“And don’t you call that an order?” She cracked her great whip.
He sprang to the tail-board, hanging on by one arm, and clutched at the trunk with the other, dragging it out. But he had forgotten to reckon with the faithful guardian. Nip, excited as at a rabbit, sprang from the basket in which he had been resting his four weary limbs and growled ominously, and as the burglarious arm did not draw back, the terrier—O almost human ingratitude!—sprang at it and made his beautiful white teeth meet in its fleshy middle.
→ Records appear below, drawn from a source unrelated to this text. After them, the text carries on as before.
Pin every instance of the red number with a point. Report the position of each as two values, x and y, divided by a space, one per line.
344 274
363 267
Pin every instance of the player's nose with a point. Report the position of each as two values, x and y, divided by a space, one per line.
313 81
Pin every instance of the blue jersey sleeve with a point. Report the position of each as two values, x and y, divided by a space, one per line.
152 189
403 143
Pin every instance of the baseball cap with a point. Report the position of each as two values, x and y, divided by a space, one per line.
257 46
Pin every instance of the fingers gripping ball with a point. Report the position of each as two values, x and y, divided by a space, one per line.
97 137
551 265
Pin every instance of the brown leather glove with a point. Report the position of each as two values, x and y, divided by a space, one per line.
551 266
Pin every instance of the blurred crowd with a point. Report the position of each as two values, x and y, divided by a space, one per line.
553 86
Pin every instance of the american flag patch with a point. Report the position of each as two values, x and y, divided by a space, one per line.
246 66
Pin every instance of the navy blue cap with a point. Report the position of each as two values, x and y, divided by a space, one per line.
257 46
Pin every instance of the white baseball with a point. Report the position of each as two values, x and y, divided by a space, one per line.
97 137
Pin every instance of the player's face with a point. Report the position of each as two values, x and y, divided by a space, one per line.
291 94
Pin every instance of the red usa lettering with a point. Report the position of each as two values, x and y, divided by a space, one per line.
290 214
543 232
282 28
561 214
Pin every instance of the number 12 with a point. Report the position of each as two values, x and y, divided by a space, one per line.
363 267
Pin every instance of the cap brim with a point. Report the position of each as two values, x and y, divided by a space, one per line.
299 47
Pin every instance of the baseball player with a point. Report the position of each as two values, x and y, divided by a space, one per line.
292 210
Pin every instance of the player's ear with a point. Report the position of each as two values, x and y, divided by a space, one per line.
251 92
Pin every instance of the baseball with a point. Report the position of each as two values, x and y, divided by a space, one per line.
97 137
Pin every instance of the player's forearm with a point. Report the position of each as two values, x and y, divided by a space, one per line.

“You little beast!” Alarmed more for his finery than his flesh, he snatched back the elegant London sleeve and dropped off the cart, which soon disappeared down a grim and lonely lane.
XI
He examined the wound in his coat, and finding to his relief that it could be neatly patched up, he stripped off the garment and surveyed his abraded skin, tooth-marked and red-flecked; Nip’s signature in blood. Then the horrible thought of hydrophobia—he had witnessed a dreadful case in Montreal—popped again into his mind: after all, it was as hot as July, and no sane dog would have behaved so disgracefully! And then, pricked up by the sound of the horn, which came vaunting and taunting from the lane, he started running after the cart yet once more: he must find out if the dog would drink. But even the rumbling of the vehicle could no longer be heard, and he was slackening hopelessly when he became aware how involuted was this lane, and that by trespassing across a ploughed field he could gain several furlongs. Bounding over the ditch with his coat slung over his arm, and nearly tearing it afresh in breaking through the blackberry hedge, he ran as recklessly as a fox-hunter across the furrows, breaking out again like a footpad when he heard Methusalem’s leisurely trot, and catching that unreluctant animal by the beribboned headstall. Jinny manifested no surprise.
“I thought you’d get over your silliness,” she said, smiling. “Jump up then!”
“I’m not jumping up!” He was angrier and hotter than ever. “I’ve come to give your dog a drink.”
“Eh? But we’ve passed ‘The Silverlane Arms.’ ”
“This is no joking matter. He must have water.”
“He doesn’t need any. Surely I can look after my own dog—that’s not a man’s place, too, is it?”